[BUG] ASAN issues -- unsynchronized reads
BenFrantzDale opened this issue · comments
Describe the bug
g++ -fsanitize=thread -Iinclude ./tests/BS_thread_pool_test.cpp -std=c++17 -O3 -Wall -Wextra -Wconversion -Wsign-conversion -Wpedantic -Weffc++ -Wshadow -pthread -o BS_thread_pool_test && TSAN_OPTIONS="halt_on_error=1" ./BS_thread_pool_test
Output:
...
WARNING: ThreadSanitizer: data race (pid=34544)
Read of size 8 at 0x7ffe64bfb3c8 by thread T73:
#0 BS::thread_pool::worker(unsigned int, std::function<void ()> const&) <null> (BS_thread_pool_test+0x4ae81) (BuildId: e41652891611ed6c54197009524a2c7d2dd95798)

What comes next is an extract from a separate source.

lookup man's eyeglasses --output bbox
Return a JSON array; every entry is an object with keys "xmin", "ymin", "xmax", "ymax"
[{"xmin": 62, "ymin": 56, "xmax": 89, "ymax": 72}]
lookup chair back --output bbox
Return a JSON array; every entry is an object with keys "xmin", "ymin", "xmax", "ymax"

#1 std::thread::_State_impl<std::thread::_Invoker<std::tuple<void (BS::thread_pool::*)(unsigned int, std::function<void ()> const&), BS::thread_pool*, unsigned int, std::function<void ()> > > >::_M_run() <null> (BS_thread_pool_test+0x44397) (BuildId: e41652891611ed6c54197009524a2c7d2dd95798)

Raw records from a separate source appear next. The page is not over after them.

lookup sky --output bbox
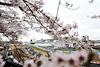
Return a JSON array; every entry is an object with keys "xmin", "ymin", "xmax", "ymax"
[{"xmin": 21, "ymin": 0, "xmax": 100, "ymax": 42}]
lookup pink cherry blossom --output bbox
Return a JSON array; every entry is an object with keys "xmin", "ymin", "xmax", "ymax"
[{"xmin": 23, "ymin": 59, "xmax": 36, "ymax": 67}]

#2 <null> <null> (libstdc++.so.6+0xecdb3) (BuildId: ca77dae775ec87540acd7218fa990c40d1c94ab1)
Previous write of size 8 at 0x7ffe64bfb3c8 by thread T68 (mutexes: write M0):
#0 BS::thread_pool::worker(unsigned int, std::function<void ()> const&) <null> (BS_thread_pool_test+0x4a3d6) (BuildId: e41652891611ed6c54197009524a2c7d2dd95798)

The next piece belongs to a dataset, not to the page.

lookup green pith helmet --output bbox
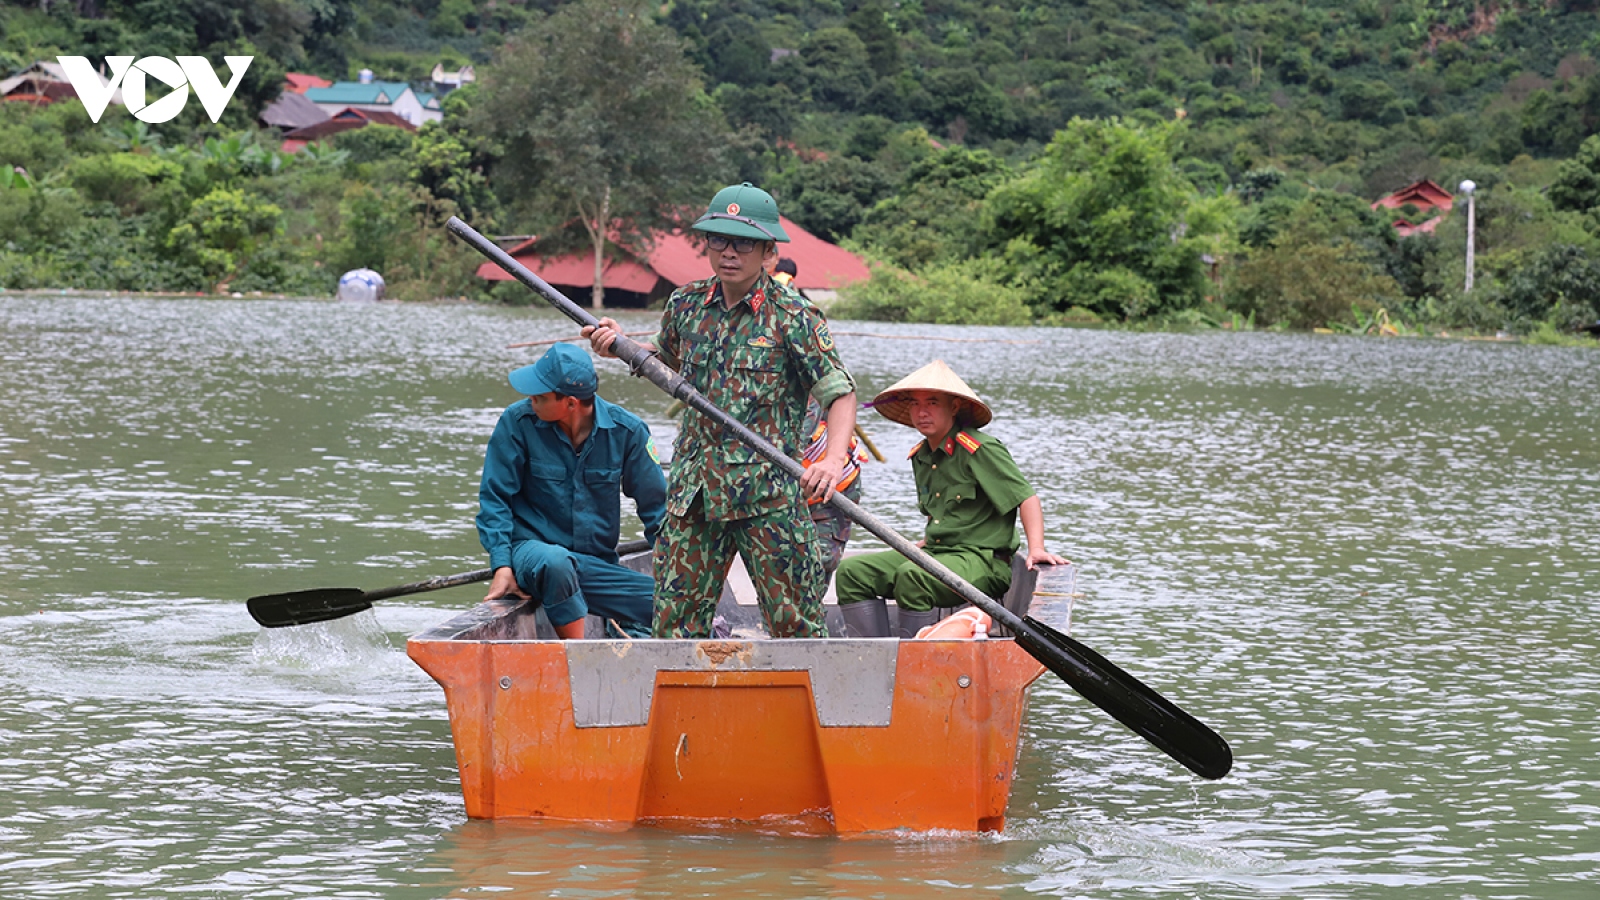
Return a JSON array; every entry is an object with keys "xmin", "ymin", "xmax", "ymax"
[{"xmin": 692, "ymin": 182, "xmax": 791, "ymax": 243}]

#1 std::thread::_State_impl<std::thread::_Invoker<std::tuple<void (BS::thread_pool::*)(unsigned int, std::function<void ()> const&), BS::thread_pool*, unsigned int, std::function<void ()> > > >::_M_run() <null> (BS_thread_pool_test+0x44397) (BuildId: e41652891611ed6c54197009524a2c7d2dd95798)
#2 <null> <null> (libstdc++.so.6+0xecdb3) (BuildId: ca77dae775ec87540acd7218fa990c40d1c94ab1)
Location is stack of main thread.
Location is global '<null>' at 0x000000000000 ([stack]+0x1e3c8)
Mutex M0 (0x7ffe64bfb3d0) created at:
#0 pthread_mutex_lock ../../../../src/libsanitizer/tsan/tsan_interceptors_posix.cpp:1341 (libtsan.so.2+0x59a13) (BuildId: 38097064631f7912bd33117a9c83d08b42e15571)
#1 BS::thread_pool::thread_pool(unsigned int, std::function<void ()> const&) <null> (BS_thread_pool_test+0x49650) (B
...
In void worker(const concurrency_t idx, const std::function<void()>& init_task)
, there's a data race:
std::unique_lock tasks_lock(tasks_mutex);
while (true)
{
--tasks_running;
tasks_lock.unlock();
// Right here, we read waiting, tasks_running, and worst of all,
// BS_THREAD_POOL_PAUSED_OR_EMPTY expands to code that includes tasks.empty().
if (waiting && (tasks_running == 0) && BS_THREAD_POOL_PAUSED_OR_EMPTY)
tasks_done_cv.notify_all();
tasks_lock.lock();
task_available_cv.wait(tasks_lock,
[this]
{
return !BS_THREAD_POOL_PAUSED_OR_EMPTY || !workers_running;
});
if (!workers_running)
break;
{
#ifdef BS_THREAD_POOL_ENABLE_PRIORITY
const std::function<void()> task = std::move(std::remove_const_t<pr_task&>(tasks.top()).task);
tasks.pop();
#else
const std::function<void()> task = std::move(tasks.front());
tasks.pop();
#endif
++tasks_running;
tasks_lock.unlock();
task();
}
tasks_lock.lock();
}
Minimal working example
Build with address sanitizer, and it trips.
Behavior
Address sanitizer should be happy.
System information
- x86
- Linux
Additional information
Reads of non-atomic data must be mutex-protected in C++. There's a chance that the undefined behavior that produces will "work", but that's still dicey. Worse is tasks.empty()
which potentially is reading two pointers and comparing them. Even if they were atomic reads, there's a data race between the reads.
Solution: Just don't unlock the mutex:
std::unique_lock tasks_lock(tasks_mutex);
while (true)
{
--tasks_running;
if (waiting && (tasks_running == 0) && BS_THREAD_POOL_PAUSED_OR_EMPTY)
{
tasks_done_cv.notify_all();
}
That will wake up threads just to have them hit the mutex, but most likely what we had will too (notifying then immediately locking).
Hi @BenFrantzDale and thanks for opening this issue! This issue is in fact already fixed in v5.0.0, which will be released in the next few days. In this version I made many changes, added new features, and fixed some bugs, including this one. The code is already finished, I'm just updating the documentation, and will release the new version as soon as I'm done.
@bshoshany that's great. Is that branch pushed? The issue seems to be in the master
branch right now...
I usually develop locally and only upload the finished product to GitHub. It will be up in a few days :)